The main difference to Cyril's solution is that we don't re-send the message to a queue directly, but rather to it's original exchange with it's routing key.

One good thing though is: We can use this retry-block for as my queues as we like. It doesn't have to be repeated for each queue. Phew.

So we can set up a number of retries in our code, each having a delay time. When a message still couldn't be delivered after the last delay, it is finally sent to the retry-dead-letter-exchange. There, an admin can look regulary which messages had problems to be consumed.

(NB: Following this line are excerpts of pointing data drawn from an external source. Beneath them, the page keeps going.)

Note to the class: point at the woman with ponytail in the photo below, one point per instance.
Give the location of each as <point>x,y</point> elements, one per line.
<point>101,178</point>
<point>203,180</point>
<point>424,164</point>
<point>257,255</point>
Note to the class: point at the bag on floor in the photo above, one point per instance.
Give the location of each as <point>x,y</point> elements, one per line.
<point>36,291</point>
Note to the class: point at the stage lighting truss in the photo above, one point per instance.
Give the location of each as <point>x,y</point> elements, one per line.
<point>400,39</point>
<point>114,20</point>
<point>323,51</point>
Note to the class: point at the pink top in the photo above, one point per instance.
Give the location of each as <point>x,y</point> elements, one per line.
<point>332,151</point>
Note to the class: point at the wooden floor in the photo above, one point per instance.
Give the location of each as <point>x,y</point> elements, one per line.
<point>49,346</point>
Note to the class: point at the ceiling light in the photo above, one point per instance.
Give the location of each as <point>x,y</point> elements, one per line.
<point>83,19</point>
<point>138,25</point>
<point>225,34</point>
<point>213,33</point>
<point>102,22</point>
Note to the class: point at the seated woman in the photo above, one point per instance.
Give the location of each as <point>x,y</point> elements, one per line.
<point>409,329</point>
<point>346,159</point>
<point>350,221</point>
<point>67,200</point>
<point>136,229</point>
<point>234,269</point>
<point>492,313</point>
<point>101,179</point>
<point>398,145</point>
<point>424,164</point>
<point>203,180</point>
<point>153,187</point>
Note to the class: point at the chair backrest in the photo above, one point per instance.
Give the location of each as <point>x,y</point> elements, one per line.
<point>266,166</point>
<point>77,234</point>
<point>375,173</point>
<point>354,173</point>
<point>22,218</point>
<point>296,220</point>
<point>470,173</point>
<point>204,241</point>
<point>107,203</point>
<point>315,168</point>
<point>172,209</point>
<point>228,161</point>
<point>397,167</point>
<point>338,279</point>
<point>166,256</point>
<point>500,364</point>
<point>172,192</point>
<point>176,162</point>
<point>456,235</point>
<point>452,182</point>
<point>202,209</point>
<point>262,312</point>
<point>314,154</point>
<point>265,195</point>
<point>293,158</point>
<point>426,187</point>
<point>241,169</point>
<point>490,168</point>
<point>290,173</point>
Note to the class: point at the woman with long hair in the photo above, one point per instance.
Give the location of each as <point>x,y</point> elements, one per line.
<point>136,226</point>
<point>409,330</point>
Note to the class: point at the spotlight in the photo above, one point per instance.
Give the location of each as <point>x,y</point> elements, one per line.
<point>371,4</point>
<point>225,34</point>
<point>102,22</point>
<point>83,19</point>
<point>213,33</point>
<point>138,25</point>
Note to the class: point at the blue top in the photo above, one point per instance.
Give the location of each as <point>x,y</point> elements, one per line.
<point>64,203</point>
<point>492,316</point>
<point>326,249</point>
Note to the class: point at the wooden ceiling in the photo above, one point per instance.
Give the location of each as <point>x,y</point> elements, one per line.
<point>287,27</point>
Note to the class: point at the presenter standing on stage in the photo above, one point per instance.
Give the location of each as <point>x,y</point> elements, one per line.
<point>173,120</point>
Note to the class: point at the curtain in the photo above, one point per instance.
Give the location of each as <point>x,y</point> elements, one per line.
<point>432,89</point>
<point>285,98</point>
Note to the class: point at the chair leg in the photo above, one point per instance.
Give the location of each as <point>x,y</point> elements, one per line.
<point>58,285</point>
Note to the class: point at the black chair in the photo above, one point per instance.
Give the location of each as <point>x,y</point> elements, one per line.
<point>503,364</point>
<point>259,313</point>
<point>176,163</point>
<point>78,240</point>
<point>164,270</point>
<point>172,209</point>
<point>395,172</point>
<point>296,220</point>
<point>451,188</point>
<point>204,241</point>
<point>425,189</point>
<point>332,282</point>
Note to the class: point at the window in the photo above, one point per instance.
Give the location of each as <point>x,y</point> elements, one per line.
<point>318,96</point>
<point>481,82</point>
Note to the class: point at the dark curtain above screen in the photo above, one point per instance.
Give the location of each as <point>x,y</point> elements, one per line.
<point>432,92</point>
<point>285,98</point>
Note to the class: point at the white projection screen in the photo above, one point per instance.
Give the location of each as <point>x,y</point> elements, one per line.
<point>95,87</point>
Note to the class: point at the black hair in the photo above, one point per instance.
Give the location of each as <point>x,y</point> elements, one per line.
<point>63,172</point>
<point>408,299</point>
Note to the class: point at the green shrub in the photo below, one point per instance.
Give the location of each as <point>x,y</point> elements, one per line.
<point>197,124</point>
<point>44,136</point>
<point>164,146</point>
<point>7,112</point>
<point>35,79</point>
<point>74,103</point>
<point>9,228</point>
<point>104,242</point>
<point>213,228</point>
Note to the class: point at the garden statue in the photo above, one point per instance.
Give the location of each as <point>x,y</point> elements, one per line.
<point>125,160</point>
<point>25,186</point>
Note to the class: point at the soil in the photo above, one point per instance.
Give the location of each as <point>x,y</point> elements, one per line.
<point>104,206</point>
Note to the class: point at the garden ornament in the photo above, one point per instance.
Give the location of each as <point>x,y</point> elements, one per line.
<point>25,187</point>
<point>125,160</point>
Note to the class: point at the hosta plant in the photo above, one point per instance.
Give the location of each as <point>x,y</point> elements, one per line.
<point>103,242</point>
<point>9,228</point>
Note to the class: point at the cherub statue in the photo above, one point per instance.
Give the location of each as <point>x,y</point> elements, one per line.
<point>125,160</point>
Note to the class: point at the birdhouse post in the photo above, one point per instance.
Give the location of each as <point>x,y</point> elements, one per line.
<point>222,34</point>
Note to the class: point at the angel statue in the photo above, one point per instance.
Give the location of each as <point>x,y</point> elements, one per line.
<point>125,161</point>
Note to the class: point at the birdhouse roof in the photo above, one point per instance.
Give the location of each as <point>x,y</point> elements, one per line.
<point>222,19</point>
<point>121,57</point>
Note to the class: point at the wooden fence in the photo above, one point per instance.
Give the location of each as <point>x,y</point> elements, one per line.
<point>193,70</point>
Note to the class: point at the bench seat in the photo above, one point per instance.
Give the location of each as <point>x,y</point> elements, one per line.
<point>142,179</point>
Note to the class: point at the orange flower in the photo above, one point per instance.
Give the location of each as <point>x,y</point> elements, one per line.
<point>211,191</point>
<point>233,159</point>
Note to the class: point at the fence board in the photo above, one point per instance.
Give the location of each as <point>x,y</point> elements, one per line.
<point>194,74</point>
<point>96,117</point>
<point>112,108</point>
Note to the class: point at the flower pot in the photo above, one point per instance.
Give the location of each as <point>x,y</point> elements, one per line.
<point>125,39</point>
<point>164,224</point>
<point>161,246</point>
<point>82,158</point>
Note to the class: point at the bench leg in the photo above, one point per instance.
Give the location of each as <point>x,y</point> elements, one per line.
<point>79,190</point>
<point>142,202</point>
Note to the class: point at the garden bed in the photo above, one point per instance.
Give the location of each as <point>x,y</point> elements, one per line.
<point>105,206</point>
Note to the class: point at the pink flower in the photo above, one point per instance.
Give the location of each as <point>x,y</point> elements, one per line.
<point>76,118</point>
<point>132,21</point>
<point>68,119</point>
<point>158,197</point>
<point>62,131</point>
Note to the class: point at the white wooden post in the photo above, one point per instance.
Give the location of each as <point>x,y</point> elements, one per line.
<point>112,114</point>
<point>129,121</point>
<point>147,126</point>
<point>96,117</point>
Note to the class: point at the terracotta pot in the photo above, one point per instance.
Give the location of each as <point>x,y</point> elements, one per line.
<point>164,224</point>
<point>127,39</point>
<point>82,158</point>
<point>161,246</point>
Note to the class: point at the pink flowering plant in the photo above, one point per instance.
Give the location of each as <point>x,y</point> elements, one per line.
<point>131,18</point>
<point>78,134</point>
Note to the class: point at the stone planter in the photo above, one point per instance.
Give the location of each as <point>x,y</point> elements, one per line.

In the example code the retry delays are:

5 seconds
2 minutes
30 minutes
6 hours
2 days

My example also covers the case of having a quorum queue, and here it is a bit disappointing: Even though you can still use the retry mechanism via x-delivery-limit, the retries will still be immediate. If you want to have increasing delay here as well, you must skip the automatic quorum queue mechanism by setting requeue=False in case of an error, so the dead-letter-exchange (retry-error-exchange) will be used instead.

2. Why do we need a delay exchange?

First, I was surprised we need that second exchange in the retry-block. Why not just have a single one?

The reason is: In order for x-delay to work, we need an exchange of the type x-delayed-message. So we have the choice of either making our normal exchanges all of this type, or rather have only a single place for this exception.

And the retry-error-exchange cannot be the exchange to be x-delay-message, because at this point the message doesn't have the x-delay header yet.

3. Error handling

So we have covered the case something goes wrong inside our consumer.

In case there is a problem in the consumers of the retry-error-queue or the retry-delay-queue themselves, we define a dead letter exchange for them as well, and it is also the retry-dead-letter-exchange.

Now we keep all non-consumable messages for analysis: even if all retries failed and even if there was a processing problem inside the retry handlers.

4. RabbitMQ Delay Plugin

One more downside to this solution: We cannot just use the basic RabbitMQ docker image anymore, because we need to have the delayed-message-exchange enabled.

See Scheduling Messages with RabbitMQ.

I use heidiks/rabbitmq-delayed-message-exchange:3.13.3-management for now, but we'll see how well this is maintained over time.